We then observe that by playing with distribution functions and expectations, we get the following upper bound:

\begin{align*} t\cdot \PP\{Z > t\} &= t\int_t^\infty dF(x) \\ &\leq \int_t^\infty x d F(x) \\ &= \int_t^\infty x \cdot \frac{1}{\sqrt{2\pi}\sigma}\exp\left\{ -\frac{x^2}{2\sigma^2} \right\} \\ &= \frac{\sigma}{\sqrt{2\pi}}\exp\left\{ -\frac{t^2}{2\sigma^2} \right\} \end{align*}

in the process using sneaky way to introduce a quantity that has a nice, clean closed-form integral. Closer examination shows that this is in fact a tighter version of Markov's Inequality; rather than taking \(\EE X\), we take \(\EE [X \one\{X > t\}]\).
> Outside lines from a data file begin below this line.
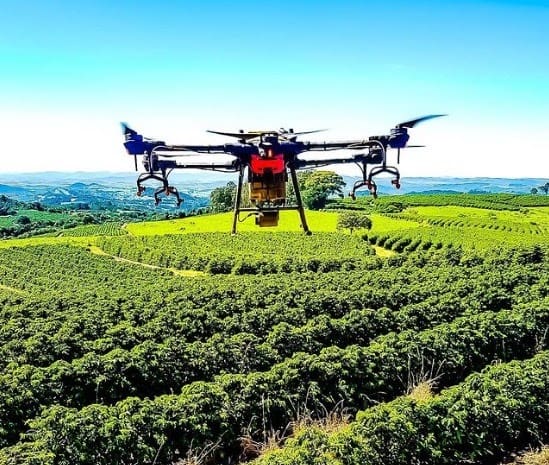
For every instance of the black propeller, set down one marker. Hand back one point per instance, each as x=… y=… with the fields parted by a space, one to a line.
x=127 y=130
x=413 y=122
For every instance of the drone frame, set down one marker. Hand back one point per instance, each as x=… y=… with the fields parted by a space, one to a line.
x=160 y=159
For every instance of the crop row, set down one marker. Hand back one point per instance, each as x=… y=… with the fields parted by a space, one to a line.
x=160 y=429
x=247 y=253
x=481 y=420
x=152 y=368
x=104 y=229
x=425 y=238
x=64 y=324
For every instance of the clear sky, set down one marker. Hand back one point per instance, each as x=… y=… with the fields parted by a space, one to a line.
x=70 y=71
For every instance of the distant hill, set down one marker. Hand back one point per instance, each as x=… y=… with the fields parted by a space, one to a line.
x=117 y=190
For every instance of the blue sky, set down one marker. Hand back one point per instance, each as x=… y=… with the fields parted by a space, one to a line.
x=70 y=72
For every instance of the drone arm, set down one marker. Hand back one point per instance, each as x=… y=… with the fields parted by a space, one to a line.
x=300 y=164
x=193 y=148
x=347 y=144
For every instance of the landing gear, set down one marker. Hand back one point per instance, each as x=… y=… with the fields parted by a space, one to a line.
x=165 y=189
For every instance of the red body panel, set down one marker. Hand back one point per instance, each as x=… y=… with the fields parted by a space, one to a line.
x=275 y=164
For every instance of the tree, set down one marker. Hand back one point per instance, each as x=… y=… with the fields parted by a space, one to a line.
x=222 y=198
x=23 y=220
x=353 y=220
x=316 y=186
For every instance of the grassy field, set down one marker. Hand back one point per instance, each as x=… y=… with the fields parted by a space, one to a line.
x=145 y=342
x=456 y=224
x=33 y=215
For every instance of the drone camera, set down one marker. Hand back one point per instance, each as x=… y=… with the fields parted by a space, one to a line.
x=267 y=218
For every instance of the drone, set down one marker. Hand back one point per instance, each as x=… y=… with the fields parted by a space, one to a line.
x=269 y=159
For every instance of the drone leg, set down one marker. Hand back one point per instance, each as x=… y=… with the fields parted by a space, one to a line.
x=299 y=202
x=173 y=190
x=157 y=199
x=237 y=199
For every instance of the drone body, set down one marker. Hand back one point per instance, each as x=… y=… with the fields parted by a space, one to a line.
x=271 y=159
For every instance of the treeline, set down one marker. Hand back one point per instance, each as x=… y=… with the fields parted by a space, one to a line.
x=396 y=203
x=119 y=363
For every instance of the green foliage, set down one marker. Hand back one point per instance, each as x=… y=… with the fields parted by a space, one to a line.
x=222 y=198
x=316 y=186
x=477 y=421
x=353 y=220
x=111 y=361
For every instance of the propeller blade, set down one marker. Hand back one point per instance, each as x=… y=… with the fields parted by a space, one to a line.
x=241 y=135
x=306 y=132
x=413 y=122
x=127 y=130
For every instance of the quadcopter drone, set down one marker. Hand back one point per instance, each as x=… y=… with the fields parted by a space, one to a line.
x=270 y=158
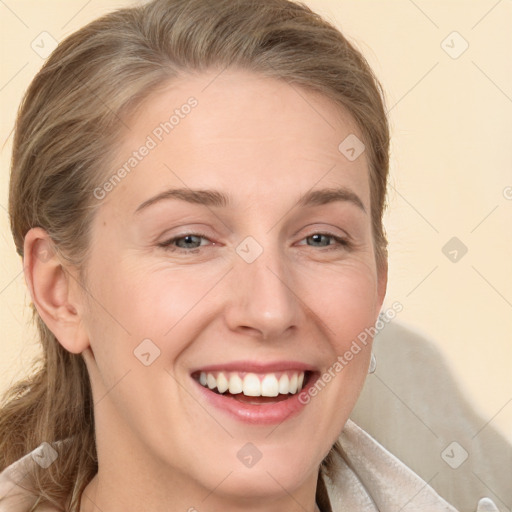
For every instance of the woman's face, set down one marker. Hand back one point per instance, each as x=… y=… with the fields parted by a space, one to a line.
x=220 y=255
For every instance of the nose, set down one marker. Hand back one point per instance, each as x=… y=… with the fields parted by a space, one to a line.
x=262 y=299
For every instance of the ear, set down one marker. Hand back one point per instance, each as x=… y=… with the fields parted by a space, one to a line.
x=382 y=282
x=54 y=291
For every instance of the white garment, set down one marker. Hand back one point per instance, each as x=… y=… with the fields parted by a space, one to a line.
x=371 y=480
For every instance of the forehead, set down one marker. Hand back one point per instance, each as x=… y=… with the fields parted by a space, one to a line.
x=246 y=134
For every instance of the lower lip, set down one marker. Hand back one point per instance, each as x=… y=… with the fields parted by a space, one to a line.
x=257 y=414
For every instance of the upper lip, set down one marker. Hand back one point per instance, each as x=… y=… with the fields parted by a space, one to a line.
x=256 y=367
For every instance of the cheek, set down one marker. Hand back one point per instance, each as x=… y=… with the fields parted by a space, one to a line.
x=344 y=299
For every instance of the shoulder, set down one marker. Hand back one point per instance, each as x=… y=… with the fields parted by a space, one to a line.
x=371 y=479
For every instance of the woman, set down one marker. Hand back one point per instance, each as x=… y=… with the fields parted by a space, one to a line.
x=197 y=194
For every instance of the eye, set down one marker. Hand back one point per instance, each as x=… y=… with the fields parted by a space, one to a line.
x=326 y=240
x=185 y=243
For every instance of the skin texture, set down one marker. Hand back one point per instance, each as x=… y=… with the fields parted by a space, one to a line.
x=265 y=144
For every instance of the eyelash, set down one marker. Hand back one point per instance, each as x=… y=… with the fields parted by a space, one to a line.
x=341 y=243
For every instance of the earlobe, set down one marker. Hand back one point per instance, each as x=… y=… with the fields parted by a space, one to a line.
x=50 y=285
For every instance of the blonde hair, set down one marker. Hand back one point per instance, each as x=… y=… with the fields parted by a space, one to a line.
x=67 y=127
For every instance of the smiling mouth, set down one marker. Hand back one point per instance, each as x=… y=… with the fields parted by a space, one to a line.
x=254 y=388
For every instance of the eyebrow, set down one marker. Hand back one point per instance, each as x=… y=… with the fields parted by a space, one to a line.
x=214 y=198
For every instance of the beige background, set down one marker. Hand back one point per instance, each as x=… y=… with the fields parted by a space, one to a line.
x=451 y=171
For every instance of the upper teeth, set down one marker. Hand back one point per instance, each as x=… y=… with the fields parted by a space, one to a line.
x=252 y=384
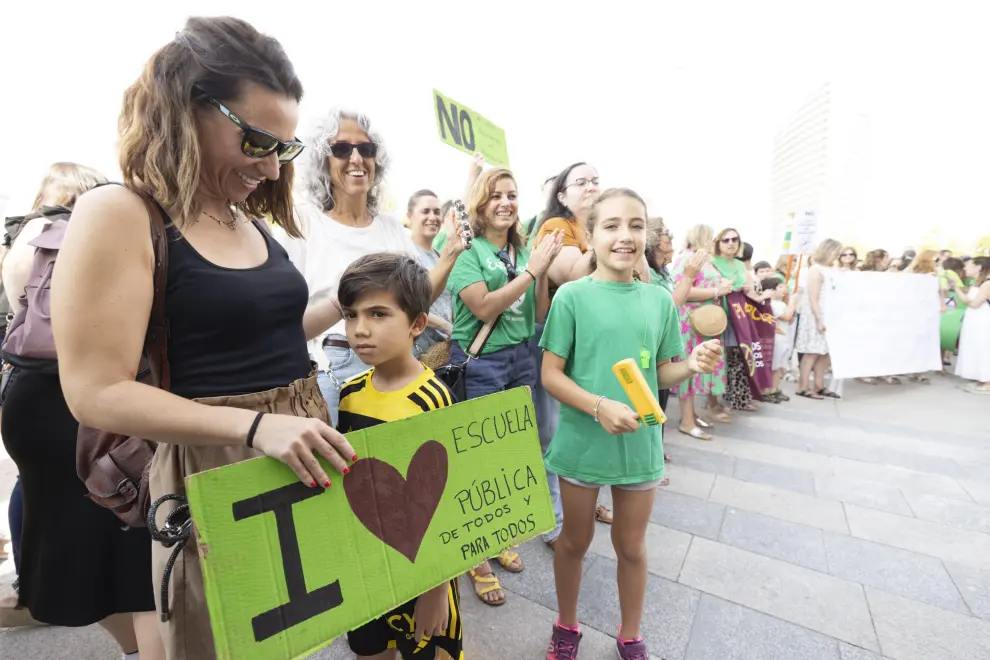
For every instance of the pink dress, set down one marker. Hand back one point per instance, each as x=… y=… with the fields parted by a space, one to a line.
x=700 y=384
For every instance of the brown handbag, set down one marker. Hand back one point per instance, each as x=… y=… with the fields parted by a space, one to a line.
x=115 y=467
x=437 y=355
x=709 y=320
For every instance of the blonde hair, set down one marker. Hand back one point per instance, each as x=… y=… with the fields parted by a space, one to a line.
x=699 y=237
x=923 y=262
x=159 y=145
x=826 y=252
x=481 y=193
x=64 y=183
This implies that:

\begin{align*} \PP\{Z > t\} &= \frac{\sigma}{t\sqrt{2\pi}}\exp\left\{ -\frac{t^2}{2\sigma^2} \right\} \\ \Rightarrow \PP\{|Z| > t\} &= \sqrt\frac{2}{\pi} \frac{\sigma}{t}\exp\left\{ -\frac{t^2}{2\sigma^2} \right\} \end{align*}

Extension to Sum of Random Variables

This result can be extended to the maximum of \(m\) Gaussian random variables by way of the union bound. Suppose \(\{Z_i\}_{i=1}^m \sim \Nn(0, \sigma^2)\). Then the union bound implies:

$$ \PP\left\{ \max_{1\leq i\leq m} |Z_i| > t \right\} \leq m\cdot \sqrt\frac{2}{\pi} \frac{\sigma}{t}\exp\left\{ -\frac{t^2}{2\sigma^2} \right\} $$

Suppose the variance of these random variables decreased with \(n\), i.e., \(\sigma^2 = \frac{1}{n}\). This could happen if our \(Z_i\) are estimators. Then we would have the bound:

\begin{align*} \PP\left\{ \max_{1\leq i\leq m} |Z_i| > t \right\} &\leq m\cdot \sqrt\frac{2}{\pi} \frac{1}{\sqrt{n}t}\exp\left\{ -\frac{nt^2}{2} \right\} \\ &\leq \sqrt\frac{2}{\pi} \frac{1}{\sqrt{n}t}\exp\left\{ -\frac{nt^2}{2} + \log m \right\} \end{align*}

Suppose we wanted to get a reasonably large probability on the right hand side so that our bound is useful. A trivial way to do this is to take \(t\) very small, but this upper bound would be meaningless.

What if we made \(t\) arbitrarily large? The implication in this case is not particularly useful either.

To balance between these interests, we can choose \(t\) such that:

$$ \frac{nt^2}{2} = \log m $$

giving us a bound that adapts to \(m\).